There used to be more than one definition of the word sexy. It’s come to mean sexually attractive, or attractive full-stop. Long ago, maybe a century ago or thereabouts, it was sometimes used in another sense, to mean someone who was sexually inclined, who had a sexual appetite, which, in a way, is sort of the opposite. In order to GET sex such people often adorn themselves in gear designed to send the signal that that’s what they’re about, but that doesn’t necessarily equal beauty. As often as not, it registers as ridiculous or grotesque, and certainly obvious. But it’s equally true that enough people want sex that they are far from deterred by such slutty gear, and so the world goes ’round. (I never use the word slutty derogatorially, btw. Sluttiness is next to Godliness in my personal system of weights and measures. A few feet away maybe, but next to it). Anyway, prior to the sexual revolution and for a good while after, people who were up front about their animal drives were fairly rare. Certainly, they were ostracized and even persecuted for centuries. By the mid 20th century, they were merely subjects of pity or insult or ridicule. This lengthy intro, of course, is by way of background, for many of the characters that Rachel Roberts (1927-80) used to play. Roberts was not a beautiful woman in the traditional sense, but many of her characters were sexy in this older way. She was excellent at playing lustful gals.
One suspects that in doing so Roberts was expressing aspects of her own nature. She is said to have balked at the restrictions of her strict Baptist upbringing in small-town Wales. She studied at RADA and was acting in regional repertory theatre in Swansea by the time she was 23. The names of her early roles in films, and the movies themselves, tell the story of her screen persona: a barmaid in The Limping Man (1953), Pat the Pregnant Inmate in The Weak and the Wicked (1954), a prostitute in Our Man in Havana (1959). She won BAFTA awards for her performances in kitchen sink dramas like Saturday Night and Sunday Morning (1960) and This Sporting Life (1963). She was also a prostitute in the Lionel Bart’s West End musical Maggie May (1964).
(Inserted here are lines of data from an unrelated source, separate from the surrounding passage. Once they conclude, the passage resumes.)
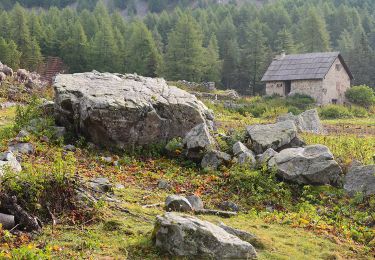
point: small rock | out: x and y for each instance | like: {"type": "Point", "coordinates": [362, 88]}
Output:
{"type": "Point", "coordinates": [360, 178]}
{"type": "Point", "coordinates": [213, 159]}
{"type": "Point", "coordinates": [101, 185]}
{"type": "Point", "coordinates": [195, 201]}
{"type": "Point", "coordinates": [70, 148]}
{"type": "Point", "coordinates": [22, 148]}
{"type": "Point", "coordinates": [177, 203]}
{"type": "Point", "coordinates": [230, 206]}
{"type": "Point", "coordinates": [164, 185]}
{"type": "Point", "coordinates": [187, 236]}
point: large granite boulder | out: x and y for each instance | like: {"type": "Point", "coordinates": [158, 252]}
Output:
{"type": "Point", "coordinates": [187, 236]}
{"type": "Point", "coordinates": [307, 121]}
{"type": "Point", "coordinates": [312, 164]}
{"type": "Point", "coordinates": [125, 111]}
{"type": "Point", "coordinates": [360, 179]}
{"type": "Point", "coordinates": [198, 141]}
{"type": "Point", "coordinates": [276, 136]}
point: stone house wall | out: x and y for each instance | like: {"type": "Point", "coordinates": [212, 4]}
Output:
{"type": "Point", "coordinates": [331, 88]}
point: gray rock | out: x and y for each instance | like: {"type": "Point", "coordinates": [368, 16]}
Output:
{"type": "Point", "coordinates": [70, 148]}
{"type": "Point", "coordinates": [164, 185]}
{"type": "Point", "coordinates": [177, 203]}
{"type": "Point", "coordinates": [101, 185]}
{"type": "Point", "coordinates": [263, 158]}
{"type": "Point", "coordinates": [245, 236]}
{"type": "Point", "coordinates": [307, 121]}
{"type": "Point", "coordinates": [8, 160]}
{"type": "Point", "coordinates": [214, 159]}
{"type": "Point", "coordinates": [125, 111]}
{"type": "Point", "coordinates": [187, 236]}
{"type": "Point", "coordinates": [195, 202]}
{"type": "Point", "coordinates": [22, 148]}
{"type": "Point", "coordinates": [7, 221]}
{"type": "Point", "coordinates": [360, 179]}
{"type": "Point", "coordinates": [197, 141]}
{"type": "Point", "coordinates": [229, 205]}
{"type": "Point", "coordinates": [275, 136]}
{"type": "Point", "coordinates": [247, 158]}
{"type": "Point", "coordinates": [312, 164]}
{"type": "Point", "coordinates": [239, 148]}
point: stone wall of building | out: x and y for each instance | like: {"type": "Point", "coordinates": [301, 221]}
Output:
{"type": "Point", "coordinates": [335, 84]}
{"type": "Point", "coordinates": [277, 87]}
{"type": "Point", "coordinates": [312, 88]}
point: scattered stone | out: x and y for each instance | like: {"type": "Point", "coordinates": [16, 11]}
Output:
{"type": "Point", "coordinates": [197, 141]}
{"type": "Point", "coordinates": [307, 121]}
{"type": "Point", "coordinates": [195, 202]}
{"type": "Point", "coordinates": [101, 185]}
{"type": "Point", "coordinates": [8, 160]}
{"type": "Point", "coordinates": [360, 178]}
{"type": "Point", "coordinates": [245, 236]}
{"type": "Point", "coordinates": [22, 148]}
{"type": "Point", "coordinates": [164, 185]}
{"type": "Point", "coordinates": [7, 221]}
{"type": "Point", "coordinates": [312, 164]}
{"type": "Point", "coordinates": [70, 148]}
{"type": "Point", "coordinates": [263, 158]}
{"type": "Point", "coordinates": [177, 203]}
{"type": "Point", "coordinates": [213, 159]}
{"type": "Point", "coordinates": [229, 205]}
{"type": "Point", "coordinates": [276, 136]}
{"type": "Point", "coordinates": [187, 236]}
{"type": "Point", "coordinates": [124, 111]}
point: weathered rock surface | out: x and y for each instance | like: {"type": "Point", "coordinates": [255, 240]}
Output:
{"type": "Point", "coordinates": [307, 121]}
{"type": "Point", "coordinates": [276, 136]}
{"type": "Point", "coordinates": [187, 236]}
{"type": "Point", "coordinates": [360, 179]}
{"type": "Point", "coordinates": [124, 111]}
{"type": "Point", "coordinates": [197, 141]}
{"type": "Point", "coordinates": [312, 164]}
{"type": "Point", "coordinates": [177, 203]}
{"type": "Point", "coordinates": [214, 159]}
{"type": "Point", "coordinates": [195, 202]}
{"type": "Point", "coordinates": [8, 159]}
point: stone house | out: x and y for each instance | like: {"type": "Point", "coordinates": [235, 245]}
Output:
{"type": "Point", "coordinates": [323, 76]}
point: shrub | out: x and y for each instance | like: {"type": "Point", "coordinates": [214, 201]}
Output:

In 1960 Roberts married Rex Harrison. The pair appeared opposite each other in the 1968 screen adaptation of the naughty French farce A Flea in Her Ear with Louis Jordan and Rosemary Harris. But Harrison and Roberts had a rough and tumble time of it thanks to a shared enthusiasm for the bottle, resulting in embarassing public dust-ups, and lots of jaw-dropping behavior on Roberts’ part. There are many tales of her getting so plastered at parties that she would begin doing dog impressions (on all fours, like Howard Morris in High Anxiety). Shw would also launch into mortifying verbal tidal waves of abuse against Harrison. One can only take so much. They were divorced in 1971.
Harrison went on to two other wives, but Roberts however was not so fortunate in her personal life. She continued to be given to bouts of drinking and depression for the rest of her life. Ironically, this is the period during which Americans will know her work best, for she moved to Hollywood and made that her new base of operations. Among other things, she played a madam in The Wild Rovers (1971), and was also in Murder on the Orient Express (1974) and Picnic at Hanging Rock (1965), then was cast as a regular on The Tony Randall Show (1976-78), then went on to roles in Foul Play (1978, picture above, maybe her best known role?), the modern horror classic When a Stranger Calls (1979), et al. Roberts was also in several Broadway plays. She won a Drama Desk award for he performance in Habeas Corpus (1975), partial recompense for the fact that her Oscar and Tony nominations had not been wins.
Still, it couldn’t console her for the loss of Harrison, whom she continued to love and fixate on. In 1980, she made her exit from this mortal platform in the most dramatic way possible by drinking lye or Drano or some other similar caustic substance, then crashing through a plate glass window in her home as she ran through the house in agony. The coroner also found what would have been a lethal amount of barbiturates and alcohol in her system, just in case the alkali and shards of glass hadn’t done the job. The woman wanted to be dead.
To cite the reckless aphorism, I don’t know if Roberts drove fast, but she can’t have left a sexy corpse. Her remains were, unsurprisingly, cremated. A decade after her death, her close friend Jill Bennett, ex-wife of playwright John Osborne, also committed suicide, with pills. In 1992 director Lindsay Anderson, scattered the ashes of both women over the river Thames in a filmed boat party attended by many of their professional friends. Anderson had directed Roberts in such films as This Sporting Life and O Lucky Man (1973).
Roberts’ last film Charlie Chan and the Curse of the Dragon Queen was released posthumously in 1981. Her diary was published in 1984 as No Bells on Sunday: The Memoirs of Rachel Roberts.